How much longer can Trump indulge Saudis’ claim that a rogue operation is to blame?
US secretary of state Mike Pompeo and Crown Prince Mohammed bin Salman in Riyadh |
Claims by Turkish officials that investigators have found evidence that Jamal Khashoggi was killed inside the Saudi consulate in Istanbul have not completely derailed US efforts to ease the biggest diplomatic crisis between Saudi Arabia and western interests for generations, but it has left the administration struggling for options.
The White House knows it will be straining credulity with its supporters if, as Donald Trump has suggested, it were to accept Riyadh’s claim that Khashoggi’s presumed killing was the result of a rogue operation that went wrong.

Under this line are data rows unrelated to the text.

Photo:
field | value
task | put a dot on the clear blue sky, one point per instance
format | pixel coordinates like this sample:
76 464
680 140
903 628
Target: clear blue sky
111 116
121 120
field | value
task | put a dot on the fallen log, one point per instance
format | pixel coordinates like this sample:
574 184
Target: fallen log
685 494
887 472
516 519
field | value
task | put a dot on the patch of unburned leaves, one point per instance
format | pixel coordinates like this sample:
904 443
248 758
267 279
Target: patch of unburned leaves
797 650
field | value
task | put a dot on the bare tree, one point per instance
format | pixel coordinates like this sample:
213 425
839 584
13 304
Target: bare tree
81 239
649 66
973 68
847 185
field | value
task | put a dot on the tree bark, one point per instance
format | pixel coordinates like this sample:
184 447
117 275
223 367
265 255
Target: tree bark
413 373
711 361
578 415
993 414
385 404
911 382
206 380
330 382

Much will depend in the critical next few days on how the Turkish president, Recep Tayyip Erdoğan, handles the crisis. He could remain on the offensive, leaving Saudi Arabia, and potentially the US administration, squirming in the court of world opinion, or he could use the Saudis’ miscalculation to bargain to Turkey’s advantage.
Erdoğan has two outstanding grievances with the US: its refusal to extradite the Turkish cleric Fethullah Gülen, whom he sees as the chief conspirator behind a failed military coup in 2016; and its continued support for Kurdish YPG fighters in northern Syria.

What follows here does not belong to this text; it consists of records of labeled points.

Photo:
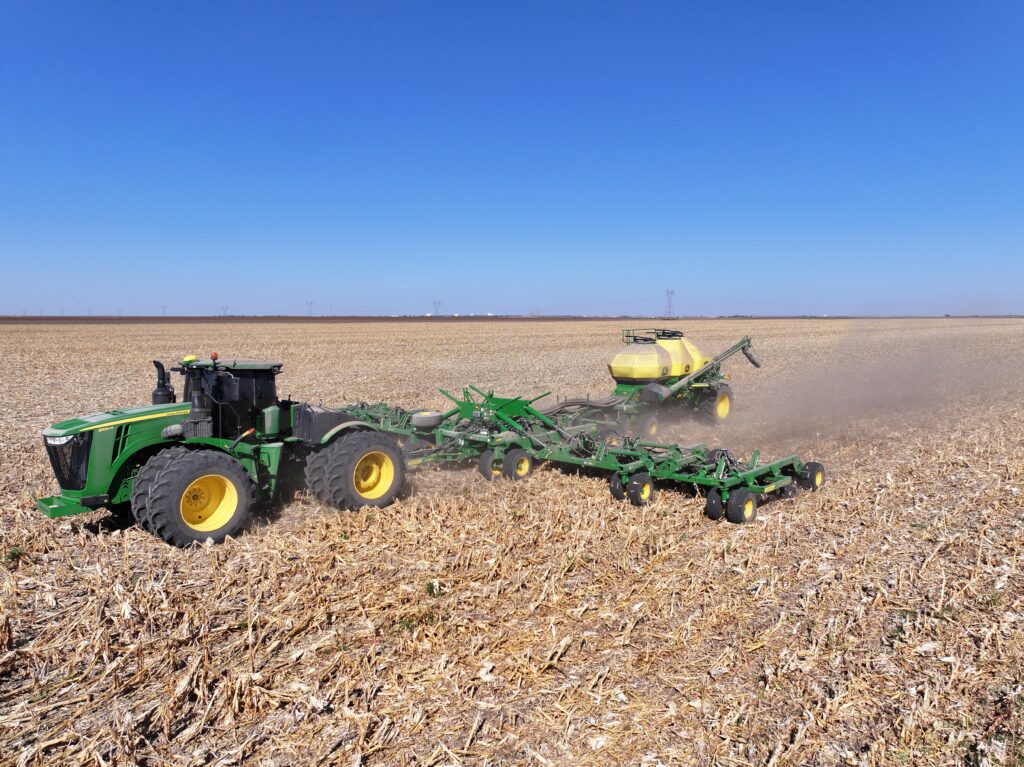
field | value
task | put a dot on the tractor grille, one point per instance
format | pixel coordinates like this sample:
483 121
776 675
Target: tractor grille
71 461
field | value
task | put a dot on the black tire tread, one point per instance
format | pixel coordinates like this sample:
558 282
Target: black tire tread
162 511
144 479
340 459
316 479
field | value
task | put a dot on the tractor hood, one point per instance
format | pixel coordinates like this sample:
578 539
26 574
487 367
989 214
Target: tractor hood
116 418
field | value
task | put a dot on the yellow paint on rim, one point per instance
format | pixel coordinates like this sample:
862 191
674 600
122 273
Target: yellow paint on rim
722 406
209 503
374 475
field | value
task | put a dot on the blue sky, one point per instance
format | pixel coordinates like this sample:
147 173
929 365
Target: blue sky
565 157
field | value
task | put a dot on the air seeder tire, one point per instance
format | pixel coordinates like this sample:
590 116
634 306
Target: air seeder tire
485 465
713 505
196 496
718 405
616 487
813 476
517 464
364 468
742 507
640 489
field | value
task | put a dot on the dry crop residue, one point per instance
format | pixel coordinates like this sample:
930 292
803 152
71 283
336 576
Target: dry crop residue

Ankara’s demands are more complex in relation to Saudi Arabia, but the Turkish economy, struggling under the weight of a depleted currency and spiralling inflation, could certainly benefit from Saudi Arabian investment.
It is surely a sign of the severity of the crisis, and the huge commercial investments at stake, that the US secretary of state, Mike Pompeo, made a 12-hour journey to Riyadh for a 15-minute meeting with King Salman, followed by a longer and more serious meeting with the crown prince, Mohammed bin Salman. If Washington has hatched a plan to try to save the Saudi royal family from international pariah status by running the argument that rogue agents interrogated Khashoggi to the point of death, as has been reported in the US media, it would have been discussed at this second meeting.

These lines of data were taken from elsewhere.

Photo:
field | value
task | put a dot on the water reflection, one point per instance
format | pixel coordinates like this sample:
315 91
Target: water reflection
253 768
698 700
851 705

But even the admission of a rogue operation required Saudi Arabia to change its position. For two weeks, the kingdom either denied all knowledge of Khashoggi’s death, or suggested the claims were the work of a Qatari-led conspiracy designed to isolate Saudi Arabia and promote the Muslim Brotherhood.
Saudi-friendly sources repeatedly claimed that Khashoggi left the consulate on 2 October and that it was up to Turkey to locate him.
Yet there now seems to be no attempt to deny his death, and there are few knowledgable of Saudi court politics who really believe such an operation could have been sanctioned by anyone but the crown prince. The US senator Lindsey Graham, a Republican close to Trump and a past defender of Saudi Arabia, on Thursday blamed the crown prince and described him as a “wrecking ball”.
“I’ve been their biggest defender on the floor of the United States Senate,” he told Fox News. “This guy is a wrecking ball. He had this guy murdered in a consulate in Turkey and to expect me to ignore it. I feel used and abused.”
The UK foreign secretary, Jeremy Hunt, will not use the same vitriolic language but has little doubt over what has occurred. The Turkish foreign minister, Mevlüt Çavuşoğlu, will have briefed him on the Turkish evidence behind claims that Saudi intelligence agents, including anaesthetists and some carrying hacksaws and other devices, arrived in the country to conduct a violent interrogation intended to permanently silence the crown prince’s most persistent and eloquent critic.